A portable store is just a Git repository whose contents include a SQLite database. Anyone with read access to the repository can git clone it and have a fully populated gitcrawl mirror in seconds.
#Setup: pointing gitcrawl at a portable store
gitcrawl init \
--portable-store https://github.com/openclaw/gitcrawl-store.git \
--portable-db data/openclaw__openclaw.sync.db \
--store-dir ~/.config/gitcrawl/portable
init will:
- Clone the portable store to
--store-dir - Wire
~/.config/gitcrawl/config.tomlto use the database at--portable-dbinside that checkout - Create the runtime cache, vector, and log directories in the standard locations
JSON output reports portable_store_url, portable_store_dir, and portable_store: cloned|pulled|reset-pulled so automation can tell what happened.
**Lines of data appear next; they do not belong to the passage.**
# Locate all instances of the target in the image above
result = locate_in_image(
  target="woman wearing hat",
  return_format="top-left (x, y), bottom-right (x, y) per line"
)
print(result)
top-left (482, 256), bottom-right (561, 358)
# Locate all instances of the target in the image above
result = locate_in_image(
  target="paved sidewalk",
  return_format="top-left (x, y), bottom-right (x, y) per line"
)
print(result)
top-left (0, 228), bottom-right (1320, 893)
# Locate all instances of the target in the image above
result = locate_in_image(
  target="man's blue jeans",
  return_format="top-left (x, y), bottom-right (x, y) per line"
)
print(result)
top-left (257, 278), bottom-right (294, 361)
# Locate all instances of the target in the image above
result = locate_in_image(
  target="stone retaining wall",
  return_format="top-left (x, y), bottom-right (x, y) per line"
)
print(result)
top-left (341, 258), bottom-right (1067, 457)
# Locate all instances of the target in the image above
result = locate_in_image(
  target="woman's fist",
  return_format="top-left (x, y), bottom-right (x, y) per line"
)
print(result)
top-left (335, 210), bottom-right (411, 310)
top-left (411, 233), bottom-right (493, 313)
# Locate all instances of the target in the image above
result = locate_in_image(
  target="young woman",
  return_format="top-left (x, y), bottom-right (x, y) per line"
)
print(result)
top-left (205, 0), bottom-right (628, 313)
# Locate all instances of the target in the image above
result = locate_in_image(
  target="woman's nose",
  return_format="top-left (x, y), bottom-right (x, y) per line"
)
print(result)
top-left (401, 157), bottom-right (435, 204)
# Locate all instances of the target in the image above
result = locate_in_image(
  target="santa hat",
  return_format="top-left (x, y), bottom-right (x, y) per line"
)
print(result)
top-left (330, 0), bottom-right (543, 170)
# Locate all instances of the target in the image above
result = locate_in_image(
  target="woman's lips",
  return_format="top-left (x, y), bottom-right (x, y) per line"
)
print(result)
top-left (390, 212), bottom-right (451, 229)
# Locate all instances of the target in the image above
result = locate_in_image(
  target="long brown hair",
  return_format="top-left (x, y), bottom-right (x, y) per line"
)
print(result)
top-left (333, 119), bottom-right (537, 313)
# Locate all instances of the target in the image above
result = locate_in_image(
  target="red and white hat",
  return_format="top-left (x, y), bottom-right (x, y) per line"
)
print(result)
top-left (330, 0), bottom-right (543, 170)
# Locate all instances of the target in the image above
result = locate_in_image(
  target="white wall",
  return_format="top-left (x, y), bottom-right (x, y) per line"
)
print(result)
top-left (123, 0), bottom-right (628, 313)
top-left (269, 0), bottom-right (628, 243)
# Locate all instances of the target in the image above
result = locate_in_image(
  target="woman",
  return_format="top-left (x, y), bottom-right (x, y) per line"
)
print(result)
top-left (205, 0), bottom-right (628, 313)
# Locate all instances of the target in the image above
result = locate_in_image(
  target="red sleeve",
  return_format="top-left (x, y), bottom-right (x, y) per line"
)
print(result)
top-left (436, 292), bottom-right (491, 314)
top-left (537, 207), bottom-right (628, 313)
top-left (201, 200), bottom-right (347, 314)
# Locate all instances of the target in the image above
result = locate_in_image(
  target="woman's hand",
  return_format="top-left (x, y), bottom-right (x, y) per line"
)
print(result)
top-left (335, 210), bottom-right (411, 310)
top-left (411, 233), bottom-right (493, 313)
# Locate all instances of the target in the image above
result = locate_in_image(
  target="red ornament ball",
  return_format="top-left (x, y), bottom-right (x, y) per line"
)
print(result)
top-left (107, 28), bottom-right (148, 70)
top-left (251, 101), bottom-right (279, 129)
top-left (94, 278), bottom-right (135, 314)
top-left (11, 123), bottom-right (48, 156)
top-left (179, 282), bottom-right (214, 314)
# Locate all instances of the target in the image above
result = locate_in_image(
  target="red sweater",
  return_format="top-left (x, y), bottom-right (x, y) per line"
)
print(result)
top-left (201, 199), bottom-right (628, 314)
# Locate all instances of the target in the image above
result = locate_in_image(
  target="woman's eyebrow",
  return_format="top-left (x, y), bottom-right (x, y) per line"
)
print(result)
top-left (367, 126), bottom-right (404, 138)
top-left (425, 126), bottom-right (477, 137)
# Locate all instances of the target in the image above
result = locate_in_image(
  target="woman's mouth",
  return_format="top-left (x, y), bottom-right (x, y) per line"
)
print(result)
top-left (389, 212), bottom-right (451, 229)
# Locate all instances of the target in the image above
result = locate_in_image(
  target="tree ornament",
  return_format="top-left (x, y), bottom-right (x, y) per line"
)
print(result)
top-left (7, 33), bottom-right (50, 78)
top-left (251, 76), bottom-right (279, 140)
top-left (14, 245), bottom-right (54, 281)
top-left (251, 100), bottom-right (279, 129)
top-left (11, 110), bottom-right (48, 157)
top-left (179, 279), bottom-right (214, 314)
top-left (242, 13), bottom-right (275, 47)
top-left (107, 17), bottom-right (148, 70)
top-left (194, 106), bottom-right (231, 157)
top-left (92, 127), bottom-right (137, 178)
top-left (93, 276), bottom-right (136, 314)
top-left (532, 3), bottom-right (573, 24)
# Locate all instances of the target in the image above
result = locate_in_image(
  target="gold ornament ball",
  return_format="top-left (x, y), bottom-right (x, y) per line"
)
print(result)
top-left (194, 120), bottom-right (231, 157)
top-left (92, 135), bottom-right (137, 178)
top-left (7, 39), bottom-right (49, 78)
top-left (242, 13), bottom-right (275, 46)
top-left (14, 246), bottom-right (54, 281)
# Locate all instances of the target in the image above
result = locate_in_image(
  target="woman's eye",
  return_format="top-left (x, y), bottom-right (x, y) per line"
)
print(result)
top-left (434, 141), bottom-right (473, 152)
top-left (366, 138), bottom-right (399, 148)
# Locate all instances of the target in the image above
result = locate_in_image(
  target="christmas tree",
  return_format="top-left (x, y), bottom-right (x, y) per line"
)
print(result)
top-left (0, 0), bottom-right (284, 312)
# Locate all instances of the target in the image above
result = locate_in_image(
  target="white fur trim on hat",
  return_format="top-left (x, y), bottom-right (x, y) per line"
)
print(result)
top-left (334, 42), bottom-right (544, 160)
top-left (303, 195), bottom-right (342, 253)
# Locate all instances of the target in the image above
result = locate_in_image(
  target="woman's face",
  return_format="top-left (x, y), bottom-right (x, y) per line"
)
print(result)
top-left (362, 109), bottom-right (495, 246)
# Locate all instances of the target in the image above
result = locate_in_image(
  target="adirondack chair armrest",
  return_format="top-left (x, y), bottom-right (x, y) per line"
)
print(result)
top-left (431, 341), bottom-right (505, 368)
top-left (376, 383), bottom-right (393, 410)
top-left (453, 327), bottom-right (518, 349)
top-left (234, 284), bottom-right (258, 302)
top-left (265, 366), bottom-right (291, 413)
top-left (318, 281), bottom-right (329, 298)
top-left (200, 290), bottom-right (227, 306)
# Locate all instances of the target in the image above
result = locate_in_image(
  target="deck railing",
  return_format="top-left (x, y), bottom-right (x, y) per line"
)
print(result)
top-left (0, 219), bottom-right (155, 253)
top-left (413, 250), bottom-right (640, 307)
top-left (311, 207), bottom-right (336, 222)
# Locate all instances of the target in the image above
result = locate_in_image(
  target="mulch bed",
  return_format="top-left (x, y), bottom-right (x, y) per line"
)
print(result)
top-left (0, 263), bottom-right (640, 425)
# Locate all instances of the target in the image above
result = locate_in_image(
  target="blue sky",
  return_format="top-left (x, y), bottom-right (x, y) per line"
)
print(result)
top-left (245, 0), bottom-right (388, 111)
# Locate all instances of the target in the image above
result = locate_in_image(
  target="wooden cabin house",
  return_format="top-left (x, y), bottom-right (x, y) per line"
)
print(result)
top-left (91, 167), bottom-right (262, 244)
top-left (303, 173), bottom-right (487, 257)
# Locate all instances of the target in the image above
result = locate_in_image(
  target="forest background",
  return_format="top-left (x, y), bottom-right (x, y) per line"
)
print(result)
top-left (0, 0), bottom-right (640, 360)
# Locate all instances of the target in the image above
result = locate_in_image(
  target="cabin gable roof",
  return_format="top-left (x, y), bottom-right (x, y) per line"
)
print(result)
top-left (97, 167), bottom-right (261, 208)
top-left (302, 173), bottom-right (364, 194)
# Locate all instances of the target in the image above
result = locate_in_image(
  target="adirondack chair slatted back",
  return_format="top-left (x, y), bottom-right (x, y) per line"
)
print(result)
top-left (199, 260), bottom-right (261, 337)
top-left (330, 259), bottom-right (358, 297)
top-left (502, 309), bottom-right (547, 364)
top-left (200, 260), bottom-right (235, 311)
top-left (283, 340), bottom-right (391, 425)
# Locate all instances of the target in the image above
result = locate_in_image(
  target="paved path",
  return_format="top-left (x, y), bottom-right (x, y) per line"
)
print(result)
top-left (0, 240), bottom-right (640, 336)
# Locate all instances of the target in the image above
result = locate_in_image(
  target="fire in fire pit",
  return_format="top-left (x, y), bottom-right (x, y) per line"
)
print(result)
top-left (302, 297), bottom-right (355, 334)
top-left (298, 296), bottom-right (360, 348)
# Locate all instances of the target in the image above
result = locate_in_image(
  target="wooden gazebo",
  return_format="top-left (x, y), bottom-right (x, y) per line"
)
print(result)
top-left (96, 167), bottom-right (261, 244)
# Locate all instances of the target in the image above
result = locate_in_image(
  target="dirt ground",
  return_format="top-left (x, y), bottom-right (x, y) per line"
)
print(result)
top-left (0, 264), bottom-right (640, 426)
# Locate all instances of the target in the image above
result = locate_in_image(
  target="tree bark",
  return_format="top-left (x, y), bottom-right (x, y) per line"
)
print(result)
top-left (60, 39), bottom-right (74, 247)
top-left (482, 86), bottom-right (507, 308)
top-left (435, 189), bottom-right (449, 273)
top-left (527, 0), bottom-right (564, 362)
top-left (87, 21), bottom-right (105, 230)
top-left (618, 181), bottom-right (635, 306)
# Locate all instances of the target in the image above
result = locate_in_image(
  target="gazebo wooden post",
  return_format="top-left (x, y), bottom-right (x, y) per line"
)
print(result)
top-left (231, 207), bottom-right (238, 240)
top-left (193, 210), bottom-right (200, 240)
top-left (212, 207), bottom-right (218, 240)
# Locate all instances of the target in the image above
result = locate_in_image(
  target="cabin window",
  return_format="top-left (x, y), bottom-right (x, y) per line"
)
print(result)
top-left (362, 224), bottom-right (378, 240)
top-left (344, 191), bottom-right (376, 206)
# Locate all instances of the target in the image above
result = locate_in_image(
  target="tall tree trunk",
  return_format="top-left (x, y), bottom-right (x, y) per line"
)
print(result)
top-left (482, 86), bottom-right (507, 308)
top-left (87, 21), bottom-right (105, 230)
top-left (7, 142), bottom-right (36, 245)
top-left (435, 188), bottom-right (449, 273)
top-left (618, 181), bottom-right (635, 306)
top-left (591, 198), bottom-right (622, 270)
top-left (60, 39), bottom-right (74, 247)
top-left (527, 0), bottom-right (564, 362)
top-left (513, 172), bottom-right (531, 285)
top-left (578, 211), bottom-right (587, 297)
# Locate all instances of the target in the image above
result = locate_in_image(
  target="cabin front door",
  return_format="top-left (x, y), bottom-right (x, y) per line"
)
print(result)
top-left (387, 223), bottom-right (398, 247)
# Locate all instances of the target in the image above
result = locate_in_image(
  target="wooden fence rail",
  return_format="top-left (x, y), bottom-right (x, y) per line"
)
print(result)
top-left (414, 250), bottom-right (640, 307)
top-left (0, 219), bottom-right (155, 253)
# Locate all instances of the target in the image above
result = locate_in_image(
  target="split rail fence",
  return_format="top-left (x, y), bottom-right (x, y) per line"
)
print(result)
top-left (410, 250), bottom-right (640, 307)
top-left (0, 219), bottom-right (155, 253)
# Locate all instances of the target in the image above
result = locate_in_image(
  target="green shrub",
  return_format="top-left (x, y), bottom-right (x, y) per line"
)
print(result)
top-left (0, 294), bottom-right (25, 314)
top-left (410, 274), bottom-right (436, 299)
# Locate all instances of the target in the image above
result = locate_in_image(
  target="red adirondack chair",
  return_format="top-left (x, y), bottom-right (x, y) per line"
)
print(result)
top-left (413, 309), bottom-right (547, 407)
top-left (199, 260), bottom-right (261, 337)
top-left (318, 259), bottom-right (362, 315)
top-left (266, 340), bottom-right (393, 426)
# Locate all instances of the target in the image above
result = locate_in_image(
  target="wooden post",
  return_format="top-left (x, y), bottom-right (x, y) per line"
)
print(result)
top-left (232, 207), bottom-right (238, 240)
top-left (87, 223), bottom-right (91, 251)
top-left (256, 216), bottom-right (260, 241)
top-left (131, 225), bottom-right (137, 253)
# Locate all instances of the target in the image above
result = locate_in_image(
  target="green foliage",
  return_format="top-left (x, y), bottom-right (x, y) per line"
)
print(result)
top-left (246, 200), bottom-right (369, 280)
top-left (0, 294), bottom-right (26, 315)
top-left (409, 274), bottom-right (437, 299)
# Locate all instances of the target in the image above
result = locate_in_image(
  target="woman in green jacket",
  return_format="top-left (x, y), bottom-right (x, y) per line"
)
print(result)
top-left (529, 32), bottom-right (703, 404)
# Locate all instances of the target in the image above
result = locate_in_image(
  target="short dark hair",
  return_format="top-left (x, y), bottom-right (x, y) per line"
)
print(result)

#How read-only commands behave
Read-only commands (search, threads, clusters, cluster-detail, neighbors, the TUI) refresh the portable-store checkout before reading, so they always see the latest published data:
- The refresh is best-effort and non-interactive
- SSH attempts are bounded so an offline remote does not hang the CLI
- Stale SQLite sidecars (WAL, SHM) are cleared after the pull so queries see freshly pulled data
- Local Git pull configuration that tries to rebase onto multiple branch merge refs is handled cleanly
If the remote is unreachable, the read still answers from the local checkout.
#How write commands behave
Write commands (embed, refresh, cluster, neighbor generation) need to persist new data without mutating the published portable store. They open a writable runtime mirror alongside the portable checkout so vectors and overrides land in the runtime cache while the portable database remains read-only.
This separation means:
- You can
gitcrawl embedagainst a portable store without dirtying the Git checkout - Local cluster overrides (
close-cluster, exclusions, canonicals) live in the runtime mirror - Only the publishing workflow writes back into the portable checkout
#Publishing: gitcrawl portable prune
gitcrawl portable prune
gitcrawl portable prune --body-chars 256 # default
gitcrawl portable prune --body-chars 512 --no-vacuum
gitcrawl portable prune --json
prune converts the database into the portable v2 backup format and (by default) runs SQLite VACUUM to reclaim space. The result is a smaller database suitable for committing back to Git.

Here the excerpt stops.